Der Ochsentourstrategie des Mathematikers Paul Yearout in Form von Symmetriezügen des Nachziehenden ist der Autor mit zwei Vorschlägen begegnet. Entweder wertet man ein solches Vorgehen als einen Sieg für den Startspieler, oder beide Teilnehmer tauschen zu Beginn der Partie je einen ihrer Steine gegen einen des Gegners aus, ohne dadurch eine neue Symmetriestellung zu kreieren.
Die Verlage
Bei Parker war FOCUS bis 1987 im Programm. 1995 erlebte es bei Kosmos eine Neuauflage, die sich immerhin auch sechs Jahre lang halten konnte. Ein direkter Einfluss auf die Entwicklungen anderer Spielautoren oder die Veröffentlichungspolitik der Verlage haben sich nicht feststellen lassen.

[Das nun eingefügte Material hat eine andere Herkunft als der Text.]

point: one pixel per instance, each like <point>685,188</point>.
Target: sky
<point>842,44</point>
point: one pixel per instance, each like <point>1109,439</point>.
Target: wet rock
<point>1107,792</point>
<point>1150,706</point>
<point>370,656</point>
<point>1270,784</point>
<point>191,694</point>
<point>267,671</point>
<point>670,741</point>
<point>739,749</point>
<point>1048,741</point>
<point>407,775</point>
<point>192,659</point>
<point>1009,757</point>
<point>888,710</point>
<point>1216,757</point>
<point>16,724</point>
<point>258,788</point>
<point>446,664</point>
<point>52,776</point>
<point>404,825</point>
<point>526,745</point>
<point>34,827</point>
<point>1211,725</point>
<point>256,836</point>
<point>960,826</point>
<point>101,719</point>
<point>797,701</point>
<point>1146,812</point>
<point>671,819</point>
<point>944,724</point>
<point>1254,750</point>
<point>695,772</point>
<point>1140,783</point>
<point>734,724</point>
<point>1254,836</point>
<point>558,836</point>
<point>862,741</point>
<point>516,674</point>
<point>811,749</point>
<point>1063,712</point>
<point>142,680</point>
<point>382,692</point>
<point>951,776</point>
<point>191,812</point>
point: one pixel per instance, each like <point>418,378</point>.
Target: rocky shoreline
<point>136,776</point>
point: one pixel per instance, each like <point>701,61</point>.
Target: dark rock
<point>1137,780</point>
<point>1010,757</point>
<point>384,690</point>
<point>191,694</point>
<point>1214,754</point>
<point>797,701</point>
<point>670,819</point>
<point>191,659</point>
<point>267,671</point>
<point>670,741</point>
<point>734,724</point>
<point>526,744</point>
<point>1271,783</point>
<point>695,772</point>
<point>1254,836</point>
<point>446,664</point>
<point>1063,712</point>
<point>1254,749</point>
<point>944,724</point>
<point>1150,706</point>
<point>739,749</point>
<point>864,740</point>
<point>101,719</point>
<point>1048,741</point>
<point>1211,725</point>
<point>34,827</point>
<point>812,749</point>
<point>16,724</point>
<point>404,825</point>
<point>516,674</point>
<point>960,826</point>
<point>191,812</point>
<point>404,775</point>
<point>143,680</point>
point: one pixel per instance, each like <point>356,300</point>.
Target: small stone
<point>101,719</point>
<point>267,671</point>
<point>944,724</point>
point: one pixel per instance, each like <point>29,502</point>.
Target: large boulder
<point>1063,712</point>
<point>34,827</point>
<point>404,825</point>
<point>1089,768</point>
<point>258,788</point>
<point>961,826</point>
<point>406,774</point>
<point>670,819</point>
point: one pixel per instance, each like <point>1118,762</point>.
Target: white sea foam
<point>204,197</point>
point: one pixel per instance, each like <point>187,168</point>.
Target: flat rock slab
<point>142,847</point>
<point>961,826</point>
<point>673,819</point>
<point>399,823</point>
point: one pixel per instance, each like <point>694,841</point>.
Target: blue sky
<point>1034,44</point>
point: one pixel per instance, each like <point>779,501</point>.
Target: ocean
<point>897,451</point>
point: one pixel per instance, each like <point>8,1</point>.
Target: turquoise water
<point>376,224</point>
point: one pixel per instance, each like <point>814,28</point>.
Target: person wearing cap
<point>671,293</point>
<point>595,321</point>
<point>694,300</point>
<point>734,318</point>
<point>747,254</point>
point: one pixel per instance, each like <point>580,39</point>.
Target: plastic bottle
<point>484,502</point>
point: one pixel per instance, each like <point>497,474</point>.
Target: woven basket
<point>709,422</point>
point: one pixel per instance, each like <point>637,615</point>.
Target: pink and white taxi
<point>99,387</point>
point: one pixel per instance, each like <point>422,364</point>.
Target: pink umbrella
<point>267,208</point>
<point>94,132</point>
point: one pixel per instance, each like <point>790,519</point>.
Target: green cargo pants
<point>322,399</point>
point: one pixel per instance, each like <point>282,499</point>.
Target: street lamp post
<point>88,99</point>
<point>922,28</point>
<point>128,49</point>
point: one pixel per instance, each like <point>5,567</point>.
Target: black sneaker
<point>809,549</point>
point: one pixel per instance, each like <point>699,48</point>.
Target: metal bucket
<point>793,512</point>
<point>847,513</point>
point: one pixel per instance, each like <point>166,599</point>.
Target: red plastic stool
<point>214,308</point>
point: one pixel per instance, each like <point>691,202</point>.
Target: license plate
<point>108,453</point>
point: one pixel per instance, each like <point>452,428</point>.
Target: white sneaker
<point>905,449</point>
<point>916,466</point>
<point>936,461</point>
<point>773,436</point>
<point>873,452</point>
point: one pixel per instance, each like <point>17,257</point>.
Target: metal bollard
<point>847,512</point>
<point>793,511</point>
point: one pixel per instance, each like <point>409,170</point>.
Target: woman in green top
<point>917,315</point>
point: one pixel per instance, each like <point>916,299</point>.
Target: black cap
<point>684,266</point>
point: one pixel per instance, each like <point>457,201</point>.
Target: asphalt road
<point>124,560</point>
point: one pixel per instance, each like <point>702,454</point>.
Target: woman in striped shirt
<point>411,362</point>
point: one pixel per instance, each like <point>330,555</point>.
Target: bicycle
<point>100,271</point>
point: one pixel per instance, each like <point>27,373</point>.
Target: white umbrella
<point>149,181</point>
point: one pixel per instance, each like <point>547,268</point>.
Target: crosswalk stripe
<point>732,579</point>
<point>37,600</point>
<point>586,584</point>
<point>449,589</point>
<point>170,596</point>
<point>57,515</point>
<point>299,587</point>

Es blieb dem Belgier Kris Burm vorbehalten, für sein selbst verlegtes Denkspiel DVONN die Idee wieder aufzugreifen, durch Aufspringen Türme aus fremden und eigenen Steinen zu bilden, deren Höhe die Zugweite bestimmt. Wie gekonnt ihm dies gelungen ist, lässt sich unschwer daran ersehen, dass auch er damit 2002 immerhin auf die Auswahlliste gelangt ist.
Der Autor
Sid Sackson (1920 – 2002) war neben Alex Randolph (1922 – 2004) einer der weltweit renommiertesten Spielautoren. Sein Œuvre umfasst solche Evergreens wie ACQUIRE, SLEUTH und BAZAAR / BIERBÖRSE. Insgesamt brachte er es auf über 50 Veröffentlichungen. Auch auf dem Gebiet der Spielliteratur hat er mit seinem Buch Spiele anders als andere (Hugendubel, 1981) Maßstäbe gesetzt.